After winning the men’s singles event in the Rio Olympics 2016, English tennis star Andy Murray has won the hearts of feminists all over the world. Murray received worldwide praise when he corrected a BBC presenter who overlooked the Olympic achievements of the Williams sisters.

According to a report by ABC, John Inverdale of the BBC found himself corrected when he introduced Murray as the “first person ever to win two Olympic gold medals (in tennis)”. Murray promptly corrected him and said that both Williams sisters have actually won four gold medals each.

“Well, (first) to defend the singles title … I think Venus and Serena won about four each,” replied Murray. In fact, Inverdale could have saved himself the embarrassment if he had not missed out the small detail that Murray was the first to win two gold medals “back-to-back” in singles competition.

To say that he is the first person to win two gold medals is incorrect since it is true that Venus Williams and her sister Serena have won a gold medal each in the singles division back in 2000 and 2012. They have also won gold medals together when they played doubles in Sydney, Beijing and London. Therefore, they each have four Olympic gold medals.

Spectators worldwide quickly praised Murray for reminding the presenter about the women’s achievements. The media coverage of the Rio Olympics 2016 has already been criticized heavily for having a sexist tome. Female athletes have often been referred to according to their marital status, number of children or appearance.
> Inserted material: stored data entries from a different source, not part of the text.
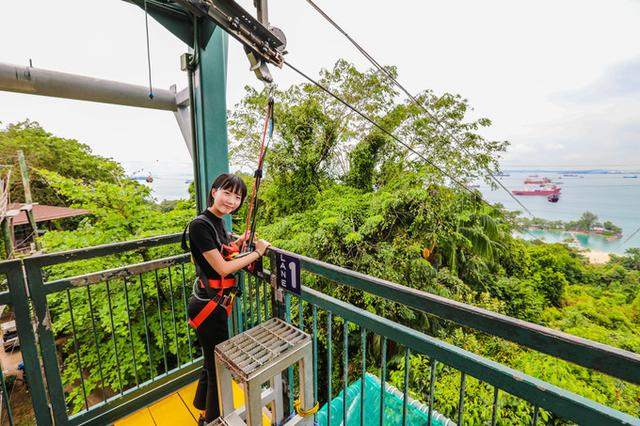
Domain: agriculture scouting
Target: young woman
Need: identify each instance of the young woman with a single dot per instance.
(213, 292)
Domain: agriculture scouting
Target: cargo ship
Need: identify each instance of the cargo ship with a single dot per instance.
(532, 180)
(537, 191)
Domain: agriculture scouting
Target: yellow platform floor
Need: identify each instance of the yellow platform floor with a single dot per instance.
(177, 409)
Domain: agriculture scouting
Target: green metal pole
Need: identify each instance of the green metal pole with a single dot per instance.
(6, 237)
(24, 171)
(211, 153)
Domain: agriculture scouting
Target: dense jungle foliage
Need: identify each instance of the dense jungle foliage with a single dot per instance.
(342, 192)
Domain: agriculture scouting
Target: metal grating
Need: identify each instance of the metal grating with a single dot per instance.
(264, 343)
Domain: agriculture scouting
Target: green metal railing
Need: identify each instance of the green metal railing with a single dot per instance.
(155, 352)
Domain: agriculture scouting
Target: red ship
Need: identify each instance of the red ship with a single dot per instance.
(537, 191)
(531, 181)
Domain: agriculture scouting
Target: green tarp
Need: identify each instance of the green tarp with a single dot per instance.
(416, 411)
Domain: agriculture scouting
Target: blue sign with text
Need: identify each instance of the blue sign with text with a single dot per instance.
(289, 273)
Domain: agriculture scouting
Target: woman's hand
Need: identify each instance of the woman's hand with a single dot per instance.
(262, 246)
(240, 240)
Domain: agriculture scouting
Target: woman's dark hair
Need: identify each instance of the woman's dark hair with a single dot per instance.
(229, 182)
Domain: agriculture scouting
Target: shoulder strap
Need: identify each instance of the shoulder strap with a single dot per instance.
(212, 226)
(203, 217)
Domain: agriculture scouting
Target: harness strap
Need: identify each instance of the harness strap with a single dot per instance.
(219, 299)
(219, 284)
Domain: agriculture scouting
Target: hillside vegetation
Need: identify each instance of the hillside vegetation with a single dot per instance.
(345, 193)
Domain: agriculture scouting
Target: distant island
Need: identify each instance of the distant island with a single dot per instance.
(587, 224)
(572, 172)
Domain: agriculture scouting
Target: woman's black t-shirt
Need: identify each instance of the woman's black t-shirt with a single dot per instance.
(202, 239)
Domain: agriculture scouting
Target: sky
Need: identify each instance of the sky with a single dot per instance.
(559, 79)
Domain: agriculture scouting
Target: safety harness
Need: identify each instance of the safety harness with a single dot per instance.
(221, 291)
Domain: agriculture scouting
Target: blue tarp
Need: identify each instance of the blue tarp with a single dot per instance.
(416, 412)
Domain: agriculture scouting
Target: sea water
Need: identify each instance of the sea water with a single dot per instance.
(608, 195)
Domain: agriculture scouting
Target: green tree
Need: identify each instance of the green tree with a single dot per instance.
(66, 157)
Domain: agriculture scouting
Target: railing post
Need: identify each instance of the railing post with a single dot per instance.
(47, 341)
(28, 348)
(277, 294)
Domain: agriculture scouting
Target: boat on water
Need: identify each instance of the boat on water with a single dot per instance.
(550, 190)
(533, 180)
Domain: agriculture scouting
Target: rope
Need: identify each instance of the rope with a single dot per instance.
(146, 25)
(398, 140)
(413, 98)
(249, 229)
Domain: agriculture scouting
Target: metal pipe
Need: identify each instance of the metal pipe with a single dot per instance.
(36, 81)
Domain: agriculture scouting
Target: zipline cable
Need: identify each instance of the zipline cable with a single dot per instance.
(250, 227)
(394, 137)
(412, 97)
(146, 25)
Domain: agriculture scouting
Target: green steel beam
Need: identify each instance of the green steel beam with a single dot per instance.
(28, 348)
(47, 341)
(559, 401)
(103, 250)
(173, 18)
(615, 362)
(211, 151)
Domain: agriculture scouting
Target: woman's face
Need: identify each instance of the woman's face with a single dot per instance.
(225, 201)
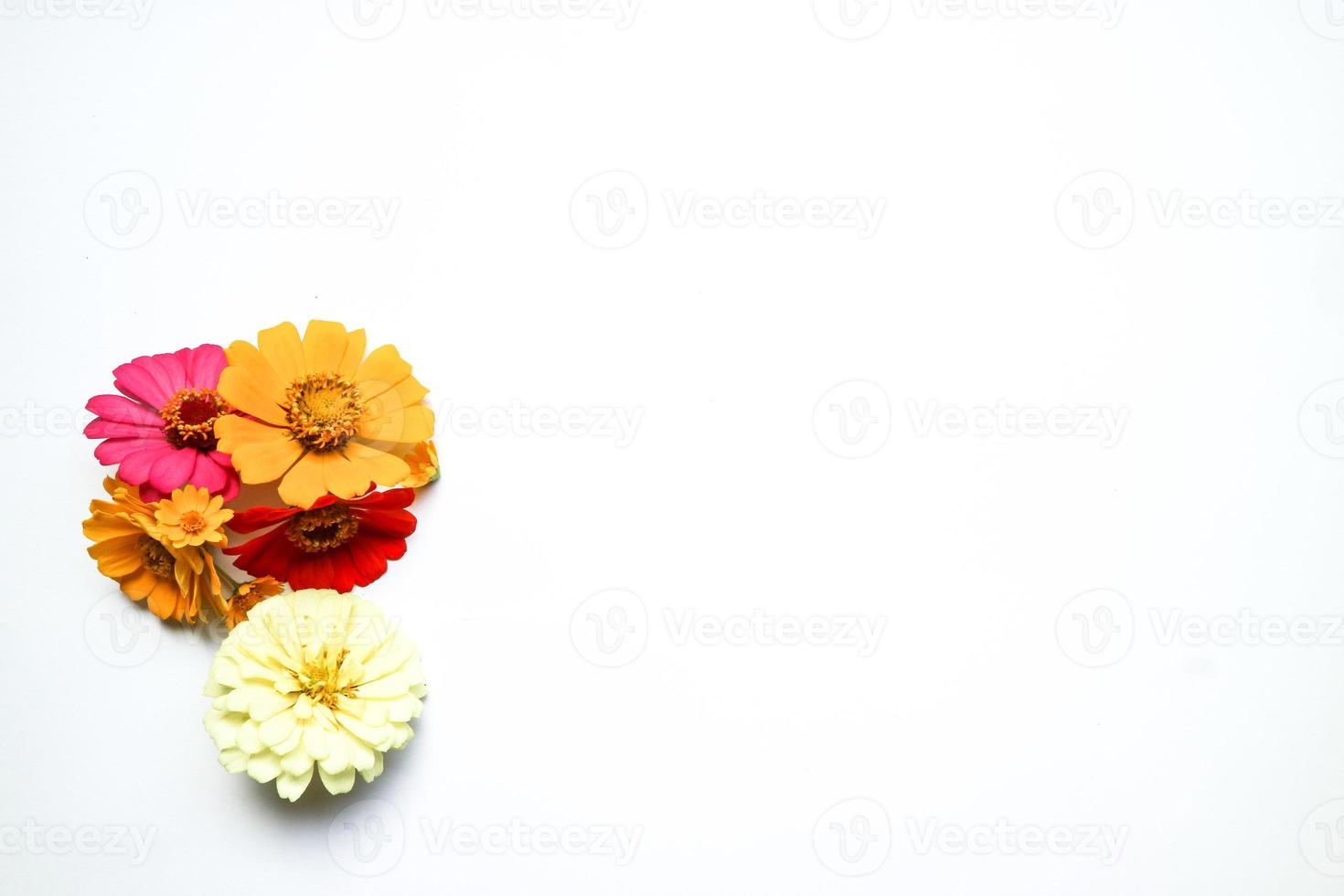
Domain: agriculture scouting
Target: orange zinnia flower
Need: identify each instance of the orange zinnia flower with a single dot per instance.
(322, 418)
(423, 463)
(248, 595)
(131, 549)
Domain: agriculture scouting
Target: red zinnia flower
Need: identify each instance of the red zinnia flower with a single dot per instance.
(334, 544)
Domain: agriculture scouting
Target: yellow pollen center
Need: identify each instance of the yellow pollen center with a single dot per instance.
(320, 678)
(190, 418)
(156, 558)
(323, 528)
(323, 411)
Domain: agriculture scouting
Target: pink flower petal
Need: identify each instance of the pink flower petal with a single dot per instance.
(172, 469)
(117, 450)
(136, 466)
(172, 369)
(102, 429)
(206, 473)
(205, 366)
(120, 409)
(143, 382)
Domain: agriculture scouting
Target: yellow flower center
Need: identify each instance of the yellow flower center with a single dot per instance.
(156, 558)
(192, 523)
(323, 411)
(323, 528)
(190, 418)
(320, 678)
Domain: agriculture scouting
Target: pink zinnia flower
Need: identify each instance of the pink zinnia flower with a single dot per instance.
(162, 427)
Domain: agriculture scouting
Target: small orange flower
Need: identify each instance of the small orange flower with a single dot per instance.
(177, 581)
(423, 463)
(190, 517)
(248, 595)
(322, 418)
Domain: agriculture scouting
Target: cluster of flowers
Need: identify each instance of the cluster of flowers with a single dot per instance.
(312, 677)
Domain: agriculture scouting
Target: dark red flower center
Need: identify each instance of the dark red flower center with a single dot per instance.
(190, 418)
(322, 528)
(156, 558)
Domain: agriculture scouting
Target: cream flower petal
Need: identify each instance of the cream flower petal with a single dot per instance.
(312, 680)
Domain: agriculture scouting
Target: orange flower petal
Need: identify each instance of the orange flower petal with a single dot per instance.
(380, 371)
(303, 484)
(411, 425)
(329, 348)
(117, 558)
(251, 386)
(261, 453)
(283, 351)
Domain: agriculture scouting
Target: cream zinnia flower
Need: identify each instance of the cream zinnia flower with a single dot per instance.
(311, 677)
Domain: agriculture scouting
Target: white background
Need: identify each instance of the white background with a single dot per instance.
(983, 703)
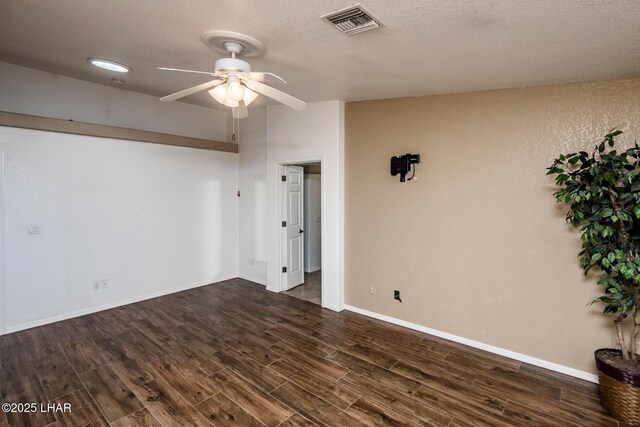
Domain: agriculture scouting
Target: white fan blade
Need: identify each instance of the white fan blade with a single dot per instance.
(240, 112)
(191, 90)
(272, 93)
(260, 76)
(187, 71)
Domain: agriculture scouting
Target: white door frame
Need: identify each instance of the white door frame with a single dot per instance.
(281, 285)
(2, 247)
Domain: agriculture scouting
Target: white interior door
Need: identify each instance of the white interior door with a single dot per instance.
(294, 217)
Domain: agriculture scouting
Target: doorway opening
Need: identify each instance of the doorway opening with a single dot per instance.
(302, 224)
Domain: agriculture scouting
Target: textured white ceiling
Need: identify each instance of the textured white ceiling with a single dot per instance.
(425, 47)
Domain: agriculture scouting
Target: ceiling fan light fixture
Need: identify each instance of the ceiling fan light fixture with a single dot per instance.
(107, 64)
(249, 96)
(219, 93)
(235, 91)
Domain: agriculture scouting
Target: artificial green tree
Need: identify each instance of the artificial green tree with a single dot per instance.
(602, 190)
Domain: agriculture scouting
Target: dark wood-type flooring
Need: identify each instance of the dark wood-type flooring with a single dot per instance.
(233, 354)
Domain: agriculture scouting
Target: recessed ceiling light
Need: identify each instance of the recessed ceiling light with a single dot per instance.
(109, 65)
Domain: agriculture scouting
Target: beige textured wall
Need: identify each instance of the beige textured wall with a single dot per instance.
(478, 246)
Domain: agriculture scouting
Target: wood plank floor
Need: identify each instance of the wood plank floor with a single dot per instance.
(233, 354)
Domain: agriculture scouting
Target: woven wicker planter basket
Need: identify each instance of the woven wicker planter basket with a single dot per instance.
(619, 390)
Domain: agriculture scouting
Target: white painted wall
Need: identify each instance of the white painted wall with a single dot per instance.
(2, 269)
(28, 91)
(294, 137)
(253, 136)
(312, 223)
(152, 219)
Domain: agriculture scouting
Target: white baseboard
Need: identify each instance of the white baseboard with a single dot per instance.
(90, 310)
(333, 307)
(253, 279)
(587, 376)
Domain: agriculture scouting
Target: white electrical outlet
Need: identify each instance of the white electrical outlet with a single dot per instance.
(33, 229)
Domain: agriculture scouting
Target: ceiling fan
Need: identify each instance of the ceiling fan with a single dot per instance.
(235, 85)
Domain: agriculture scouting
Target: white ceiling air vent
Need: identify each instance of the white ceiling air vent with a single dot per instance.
(353, 20)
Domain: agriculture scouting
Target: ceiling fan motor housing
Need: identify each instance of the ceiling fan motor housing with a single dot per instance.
(232, 65)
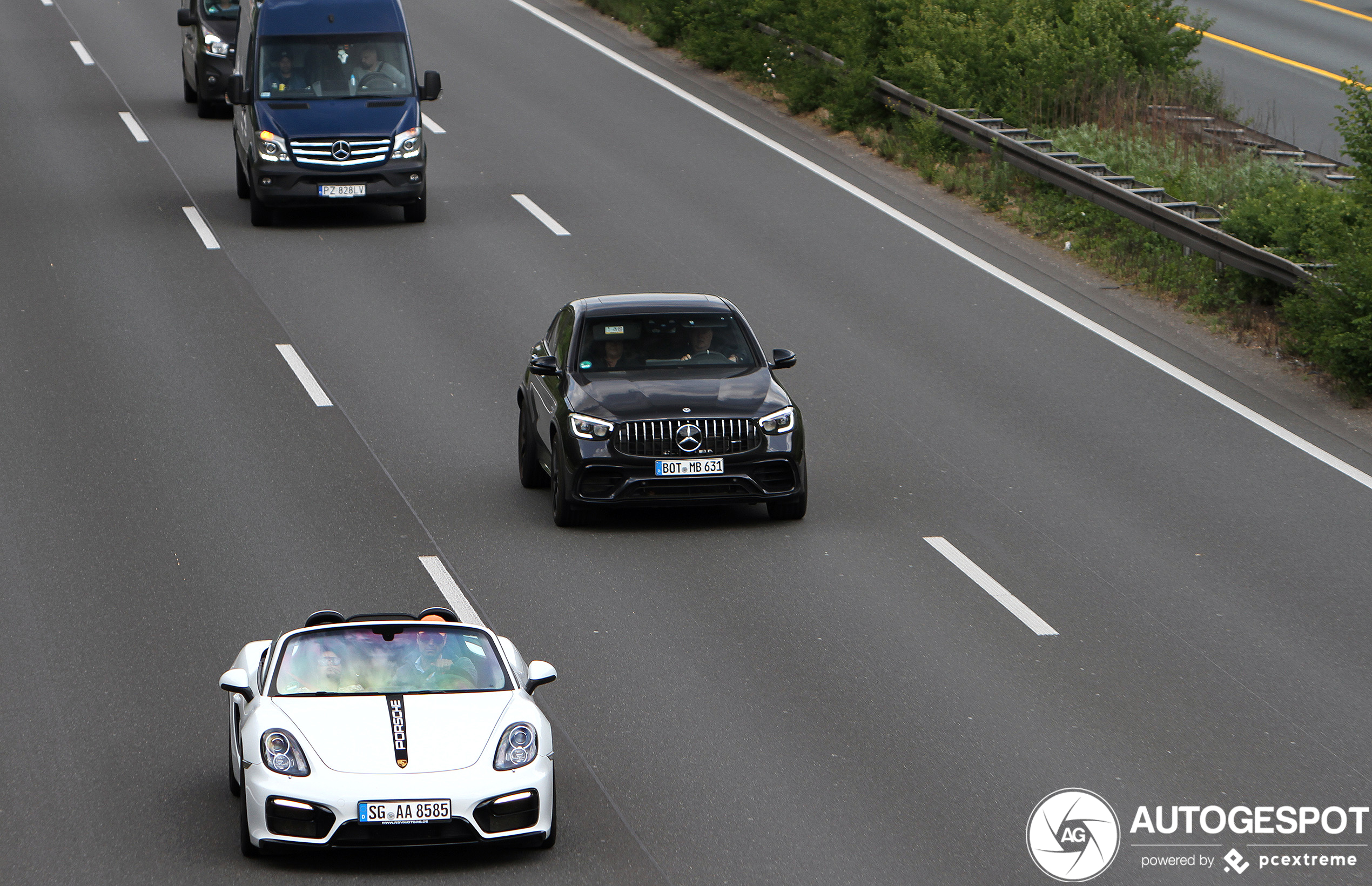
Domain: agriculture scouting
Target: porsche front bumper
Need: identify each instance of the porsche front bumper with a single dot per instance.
(338, 795)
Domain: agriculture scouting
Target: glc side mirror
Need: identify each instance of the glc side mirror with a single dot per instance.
(234, 91)
(540, 673)
(433, 87)
(237, 681)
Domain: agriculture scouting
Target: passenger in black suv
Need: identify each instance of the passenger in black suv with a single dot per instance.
(659, 400)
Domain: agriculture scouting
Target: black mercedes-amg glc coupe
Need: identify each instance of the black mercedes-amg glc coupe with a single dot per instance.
(659, 400)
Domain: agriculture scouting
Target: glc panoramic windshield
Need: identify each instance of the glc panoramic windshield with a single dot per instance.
(389, 659)
(334, 66)
(663, 340)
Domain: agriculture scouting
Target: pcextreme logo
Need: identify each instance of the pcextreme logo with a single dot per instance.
(1073, 836)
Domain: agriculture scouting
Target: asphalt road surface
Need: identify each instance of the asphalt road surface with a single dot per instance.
(740, 701)
(1283, 100)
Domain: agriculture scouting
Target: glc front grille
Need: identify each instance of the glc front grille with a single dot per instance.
(717, 437)
(327, 153)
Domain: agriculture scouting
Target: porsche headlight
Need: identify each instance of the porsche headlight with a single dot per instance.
(517, 748)
(408, 144)
(590, 428)
(779, 421)
(281, 754)
(214, 44)
(271, 146)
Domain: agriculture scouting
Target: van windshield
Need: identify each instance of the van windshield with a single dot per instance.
(335, 66)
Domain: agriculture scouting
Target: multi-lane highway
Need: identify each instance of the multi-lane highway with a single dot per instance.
(740, 701)
(1281, 75)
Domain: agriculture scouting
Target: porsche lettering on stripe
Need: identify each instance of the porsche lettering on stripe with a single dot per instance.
(395, 707)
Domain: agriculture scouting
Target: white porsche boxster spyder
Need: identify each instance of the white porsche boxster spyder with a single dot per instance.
(389, 730)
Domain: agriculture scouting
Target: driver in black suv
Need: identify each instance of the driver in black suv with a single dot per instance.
(659, 401)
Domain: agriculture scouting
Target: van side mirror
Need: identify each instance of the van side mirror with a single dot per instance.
(433, 87)
(234, 90)
(540, 673)
(237, 681)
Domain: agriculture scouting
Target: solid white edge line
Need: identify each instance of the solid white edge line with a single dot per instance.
(991, 586)
(452, 593)
(201, 228)
(304, 373)
(133, 126)
(541, 216)
(1267, 424)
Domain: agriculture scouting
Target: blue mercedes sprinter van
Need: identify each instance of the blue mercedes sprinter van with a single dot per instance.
(327, 106)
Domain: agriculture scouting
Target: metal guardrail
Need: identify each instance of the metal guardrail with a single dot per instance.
(1087, 180)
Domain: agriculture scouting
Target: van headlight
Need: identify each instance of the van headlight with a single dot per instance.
(271, 146)
(214, 44)
(281, 754)
(408, 144)
(517, 748)
(590, 428)
(779, 421)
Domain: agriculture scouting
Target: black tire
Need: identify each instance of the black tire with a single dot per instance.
(791, 508)
(532, 474)
(564, 513)
(418, 210)
(260, 212)
(245, 840)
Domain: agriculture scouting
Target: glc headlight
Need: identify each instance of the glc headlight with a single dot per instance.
(214, 44)
(271, 146)
(408, 144)
(590, 428)
(281, 754)
(779, 421)
(517, 748)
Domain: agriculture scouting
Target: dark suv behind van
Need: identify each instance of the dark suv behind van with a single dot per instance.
(209, 33)
(327, 108)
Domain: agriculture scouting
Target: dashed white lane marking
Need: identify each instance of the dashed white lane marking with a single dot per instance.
(201, 228)
(541, 216)
(991, 586)
(133, 126)
(452, 593)
(1195, 385)
(304, 373)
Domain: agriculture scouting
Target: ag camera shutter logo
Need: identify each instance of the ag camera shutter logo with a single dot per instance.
(1073, 836)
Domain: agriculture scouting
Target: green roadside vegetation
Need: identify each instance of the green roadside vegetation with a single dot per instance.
(1081, 73)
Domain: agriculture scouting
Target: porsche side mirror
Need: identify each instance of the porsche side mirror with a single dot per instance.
(540, 673)
(544, 365)
(237, 681)
(433, 87)
(234, 90)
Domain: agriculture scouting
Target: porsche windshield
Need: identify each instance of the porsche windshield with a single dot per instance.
(663, 342)
(334, 68)
(389, 659)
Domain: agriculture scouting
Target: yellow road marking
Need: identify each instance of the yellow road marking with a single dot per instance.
(1338, 9)
(1276, 58)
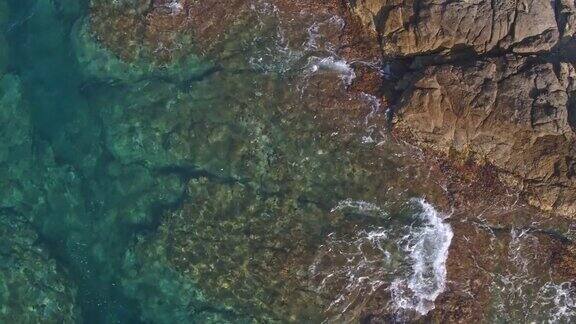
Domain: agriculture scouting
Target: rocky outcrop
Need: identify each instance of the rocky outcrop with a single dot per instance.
(416, 27)
(511, 113)
(33, 288)
(494, 81)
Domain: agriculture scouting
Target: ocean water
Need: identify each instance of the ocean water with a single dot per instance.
(220, 188)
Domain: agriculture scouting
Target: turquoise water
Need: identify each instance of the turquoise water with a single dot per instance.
(216, 189)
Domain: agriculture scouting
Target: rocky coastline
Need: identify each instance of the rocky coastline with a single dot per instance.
(248, 161)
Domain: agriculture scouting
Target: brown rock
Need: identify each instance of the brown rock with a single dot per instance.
(511, 113)
(416, 27)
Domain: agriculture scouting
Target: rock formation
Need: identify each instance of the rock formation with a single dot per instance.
(489, 81)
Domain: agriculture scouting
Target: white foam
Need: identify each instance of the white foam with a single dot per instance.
(428, 251)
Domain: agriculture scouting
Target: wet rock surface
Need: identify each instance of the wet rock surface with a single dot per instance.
(33, 287)
(420, 27)
(229, 161)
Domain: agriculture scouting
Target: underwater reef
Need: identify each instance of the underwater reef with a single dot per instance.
(251, 161)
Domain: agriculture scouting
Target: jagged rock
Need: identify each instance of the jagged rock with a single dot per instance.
(33, 288)
(515, 114)
(417, 27)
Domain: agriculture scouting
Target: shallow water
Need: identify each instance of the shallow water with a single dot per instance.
(216, 189)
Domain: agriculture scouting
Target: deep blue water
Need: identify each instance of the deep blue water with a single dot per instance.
(210, 192)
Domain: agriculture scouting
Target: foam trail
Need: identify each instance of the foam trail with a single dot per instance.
(428, 251)
(341, 67)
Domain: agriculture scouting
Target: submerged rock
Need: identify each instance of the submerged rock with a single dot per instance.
(513, 113)
(33, 288)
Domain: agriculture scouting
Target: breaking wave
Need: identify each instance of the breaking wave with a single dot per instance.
(404, 264)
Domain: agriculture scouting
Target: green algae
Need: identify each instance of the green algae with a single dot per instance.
(201, 191)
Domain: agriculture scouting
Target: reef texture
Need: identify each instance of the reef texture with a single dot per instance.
(33, 288)
(489, 81)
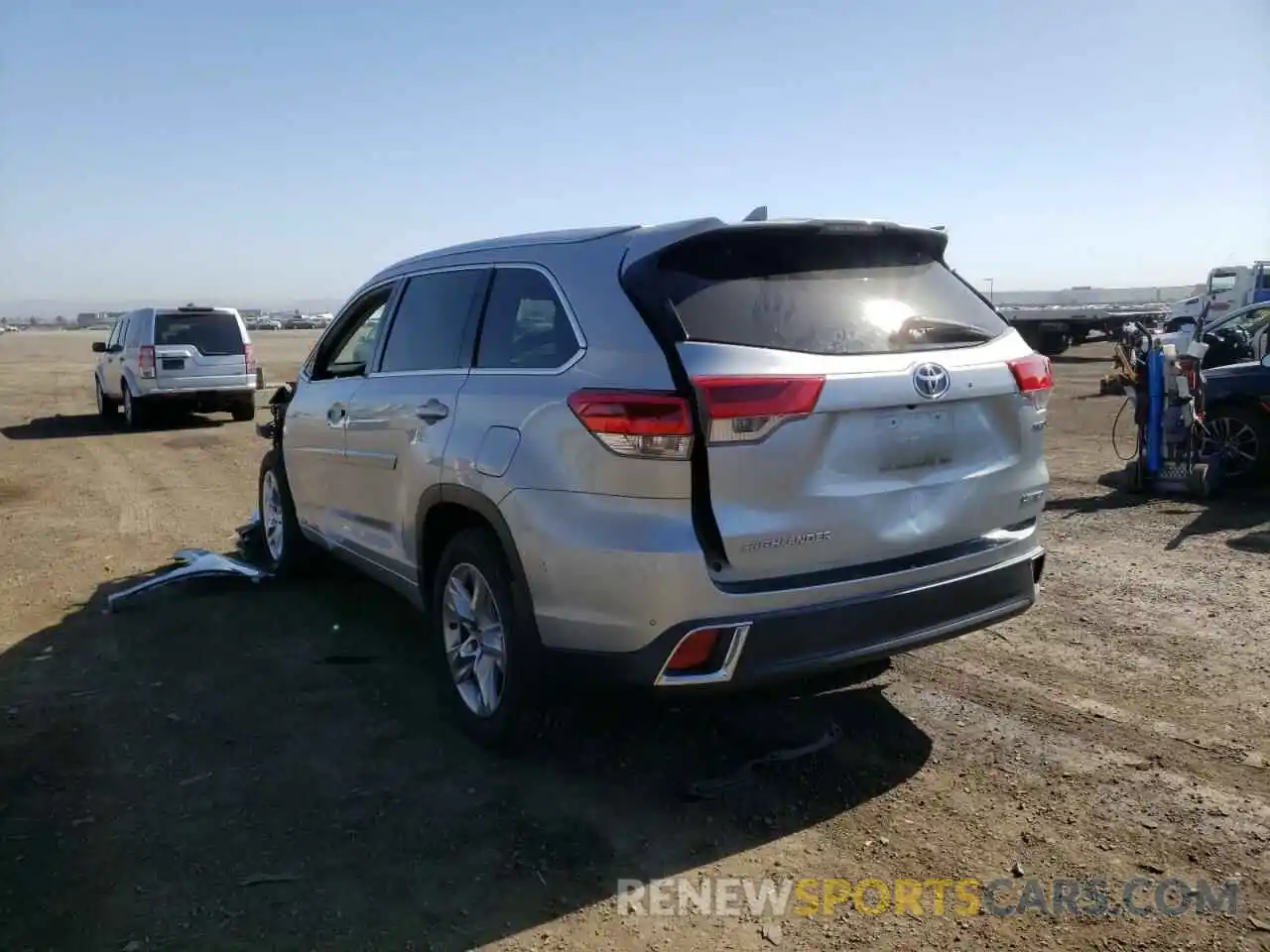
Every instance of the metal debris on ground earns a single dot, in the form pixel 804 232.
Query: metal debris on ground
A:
pixel 744 774
pixel 195 563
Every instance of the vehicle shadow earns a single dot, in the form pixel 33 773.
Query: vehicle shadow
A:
pixel 73 425
pixel 1080 358
pixel 235 766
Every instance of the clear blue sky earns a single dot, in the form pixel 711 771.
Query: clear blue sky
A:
pixel 266 150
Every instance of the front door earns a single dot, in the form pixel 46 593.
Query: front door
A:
pixel 317 417
pixel 402 416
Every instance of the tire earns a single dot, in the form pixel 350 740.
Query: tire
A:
pixel 474 556
pixel 136 412
pixel 285 549
pixel 243 411
pixel 105 407
pixel 1238 430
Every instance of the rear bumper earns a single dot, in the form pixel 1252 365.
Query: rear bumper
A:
pixel 227 394
pixel 826 638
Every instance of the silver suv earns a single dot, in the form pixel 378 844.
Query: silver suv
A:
pixel 688 456
pixel 187 358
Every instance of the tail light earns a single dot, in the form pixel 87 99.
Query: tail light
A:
pixel 1034 377
pixel 635 422
pixel 747 409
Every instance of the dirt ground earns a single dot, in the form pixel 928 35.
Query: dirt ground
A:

Earlier in the games, Hungarian swimmer Katinka Hosszu found herself in the middle of a controversy after winning a gold medal. Entertainment Weekly reports that NBC Olympic commentator Dan Hicks had to apologize after crediting her husband for her win. Other similar stories have surfaced regarding the media’s portrayal of female athletes. Murray’s reminder about the Williams sisters’ achievements stood out in comparison.